Security note: --network=host gives the container the host network namespace, and --device nvidia.com/gpu=all exposes GPU devices. That may be the right tradeoff for a single-user lab box. For shared systems, prefer explicit port mappings, separate service users, scoped API keys, and narrow volume mounts.

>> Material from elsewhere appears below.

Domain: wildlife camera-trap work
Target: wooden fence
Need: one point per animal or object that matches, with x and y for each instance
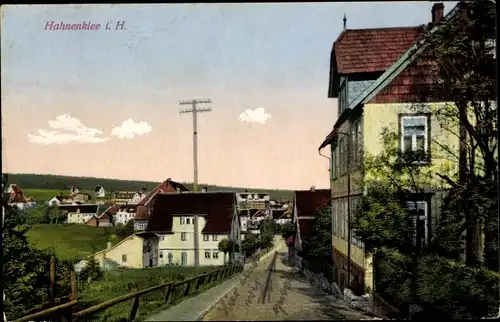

2. Enable and Start Open-WebUI

systemctl --user daemon-reload
systemctl --user enable --now open-webui

Setting Up OpenEDAI Speech

1. Clone Repository

git clone https://github.com/matatonic/openedai-speech
cd openedai-speech

2. Docker Compose Configuration

Create docker-compose.yml:

services:
  server:
    build:
      dockerfile: Dockerfile
    image: ghcr.io/matatonic/openedai-speech
    env_file: speech.env
    ports:
      - "8000:8000"
    volumes:
      - ./voices:/app/voices
      - ./config:/app/config
    restart: unless-stopped
    deploy:
      resources:
        reservations:
          devices:
            - driver: nvidia
              count: all
              capabilities: [gpu]

3. Environment Configuration

Create speech.env:

COQUI_TOS_AGREED=1
CUDA_VISIBLE_DEVICES=0
PORT=8000

4. Voice Configuration

Create config/voice_to_speaker.yaml:

tts-1:
  alloy:
    model: voices/en_US-libritts_r-medium.onnx
    speaker: 79 # 64, 79, 80, 101, 130
  echo:
    model: voices/en_US-libritts_r-medium.onnx
    speaker: 134 # 52, 102, 134
  echo-alt:
    model: voices/en_US-ryan-high.onnx
    speaker: #159 # 55, 90, 132, 136, 137, 159
  fable:
    model: voices/en_GB-northern_english_male-medium.onnx
    speaker: # default speaker
  onyx:
    model: voices/en_US-libritts_r-medium.onnx
    speaker: 159 # 55, 90, 132, 136, 137, 159
  nova:
    model: voices/en_US-libritts_r-medium.onnx
    speaker: 107 # 57, 61, 107, 150, 162
  shimmer:
    model: voices/en_US-libritts_r-medium.onnx
    speaker: 163
  norman:
    model: voices/en_US-norman-medium.onnx
    speaker: 159 # 55, 90, 132, 136, 137, 159
  bryce:
    model: voices/en_US-libritts_r-medium.onnx
    speaker: # default
tts-1-hd:
  alloy-alt:
    model: xtts
    speaker: voices/alloy-alt.wav
  alloy:
    model: xtts
    speaker: voices/alloy.wav
  echo:
    model: xtts
    speaker: voices/echo.wav
  fable:
    model: xtts
    speaker: voices/fable.wav
  onyx:
    model: xtts
    speaker: voices/onyx.wav
  nova:
    model: xtts
    speaker: voices/nova.wav
  shimmer:
    model: xtts
    speaker: voices/shimmer.wav

5. Deploy OpenEDAI Speech

docker-compose up -d

Integrating Web Search in Open-WebUI

  1. Navigate to Extensions in Open-WebUI
  2. Install the Web Search extension: https://openwebui.com/t/constliakos/web_search/
  3. Configure the extension:
    • Set SearXNG URL to: http://dockerlocalhost:8081
    • Enable the extension in your chat settings

Service Management

Check Service Status

# For SearXNG
systemctl --user status searxng

# For Open-WebUI
systemctl --user status open-webui

# For OpenEDAI Speech
docker-compose ps

View Logs

# For SearXNG
journalctl --user -u searxng

# For Open-WebUI
journalctl --user -u open-webui

# For OpenEDAI Speech
docker-compose logs

Troubleshooting

  1. If services fail to start, check logs for errors
  2. Ensure all ports are available and not in use
  3. Verify NVIDIA drivers and CUDA are properly installed
  4. Check file permissions for mounted volumes

Notes

  • Replace all instances of “christian” with your username
  • Adjust ports if there are conflicts
  • Ensure proper GPU support for OpenEDAI Speech
  • Back up configuration files before making changes
  • All services run as unprivileged containers for enhanced security

This setup provides a complete environment for AI interactions with web search capabilities and text-to-speech synthesis, all running as unprivileged containers for enhanced security.